19 May 2021 12:30pm - 2:00pm Online

Description

The work in progress seminars offered an excellent forum for eliciting feedback on one’s work from a cross-disciplinary audience.
(Dr Christopher Meckstroth, Early Career Fellow 2018-19)

Part of the CRASSH Fellows Work in Progress Seminar Series. All welcome but please email fellowships@crassh.cam.ac.uk to book your place and to request readings. 

Dr Elaine Freer

My project explores the role that the traditional ‘chambers’ structure favoured by the English Bar can play in supporting practitioners in performing the emotional labour required by the profession. Chambers are groups of self-employed practitioners who group together to share the costs of overheads such as rent and administrative staff. However, as each practitioner is self-employed, the chambers’ structure is very different to that of an employer. Practitioners at the Criminal Bar often deal with emotive cases, yet the Bar is predominantly a solitary profession, with large amounts of time spent alone, or in the company of those who are representing other parties in the same case. Emotional labour, a concept recognised in management and organisational literature and sociology, focuses on the process of having to present certain emotions, usually face-to-face, within an occupational context. The nature of their role makes it likely that criminal barristers carry out large quantities of emotional labour on a daily basis. This project aims to explore how the structure of chambers can interact with the performance of emotional labour. Does the unusual chambers’ structure assist, undermine, or play a neutral role in supporting emotional labour? Are there particular attributes of chambers that make them more or less likely or able to support a barrister in their performance of emotional labour? And is there a link between the support offered by chambers and the emotional wellbeing of members?

About

Dr Elaine Freer is a Cambridge Early Career Fellow and is at CRASSH in Easter term 2021. 

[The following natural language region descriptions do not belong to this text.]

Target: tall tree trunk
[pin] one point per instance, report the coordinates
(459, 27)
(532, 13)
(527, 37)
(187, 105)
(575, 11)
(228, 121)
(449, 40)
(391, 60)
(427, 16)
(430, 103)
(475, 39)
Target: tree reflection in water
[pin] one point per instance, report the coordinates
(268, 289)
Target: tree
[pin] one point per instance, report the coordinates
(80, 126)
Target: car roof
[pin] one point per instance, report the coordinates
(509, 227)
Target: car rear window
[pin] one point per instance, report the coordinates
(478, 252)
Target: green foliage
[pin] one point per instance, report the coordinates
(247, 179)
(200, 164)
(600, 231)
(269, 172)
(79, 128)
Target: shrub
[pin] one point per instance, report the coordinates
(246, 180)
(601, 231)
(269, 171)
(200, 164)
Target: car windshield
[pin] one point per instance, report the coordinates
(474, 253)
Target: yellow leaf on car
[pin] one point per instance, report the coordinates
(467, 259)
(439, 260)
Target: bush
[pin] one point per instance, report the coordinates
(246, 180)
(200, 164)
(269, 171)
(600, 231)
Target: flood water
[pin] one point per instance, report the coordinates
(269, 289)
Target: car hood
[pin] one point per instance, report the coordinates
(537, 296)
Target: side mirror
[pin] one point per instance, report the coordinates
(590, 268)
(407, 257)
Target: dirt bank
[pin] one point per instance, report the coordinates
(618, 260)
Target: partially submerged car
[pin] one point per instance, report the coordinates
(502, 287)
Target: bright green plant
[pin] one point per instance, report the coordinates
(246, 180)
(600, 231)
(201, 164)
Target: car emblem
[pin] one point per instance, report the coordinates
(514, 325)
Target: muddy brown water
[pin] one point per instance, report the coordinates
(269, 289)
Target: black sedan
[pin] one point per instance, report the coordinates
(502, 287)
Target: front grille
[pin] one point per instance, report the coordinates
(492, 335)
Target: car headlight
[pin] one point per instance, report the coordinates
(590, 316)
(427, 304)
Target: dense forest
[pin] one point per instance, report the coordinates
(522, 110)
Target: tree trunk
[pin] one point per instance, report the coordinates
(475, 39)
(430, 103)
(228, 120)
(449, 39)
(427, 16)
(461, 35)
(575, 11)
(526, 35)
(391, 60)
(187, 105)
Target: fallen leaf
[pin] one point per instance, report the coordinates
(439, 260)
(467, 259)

Dr Elaine Freer is a Fellow and College Teaching Officer in Law at Robinson College, Cambridge. She supervises Criminal Law and Criminology, Sentencing and the Penal System to undergraduates, and lectures for the Faculty of Law on the Criminal Procedure and Evidence Course. She has a BA (Hons) in Law and an MPhil in Criminology from the University of Cambridge (Selwyn College), and a PhD from Keele University. She is the author of Social Mobility and the Legal Profession: The Case of the English Bar (Routledge, 2018) and A Practitioner’s Guide to Ancillary Orders in Criminal Courts (Bloomsbury, 2019).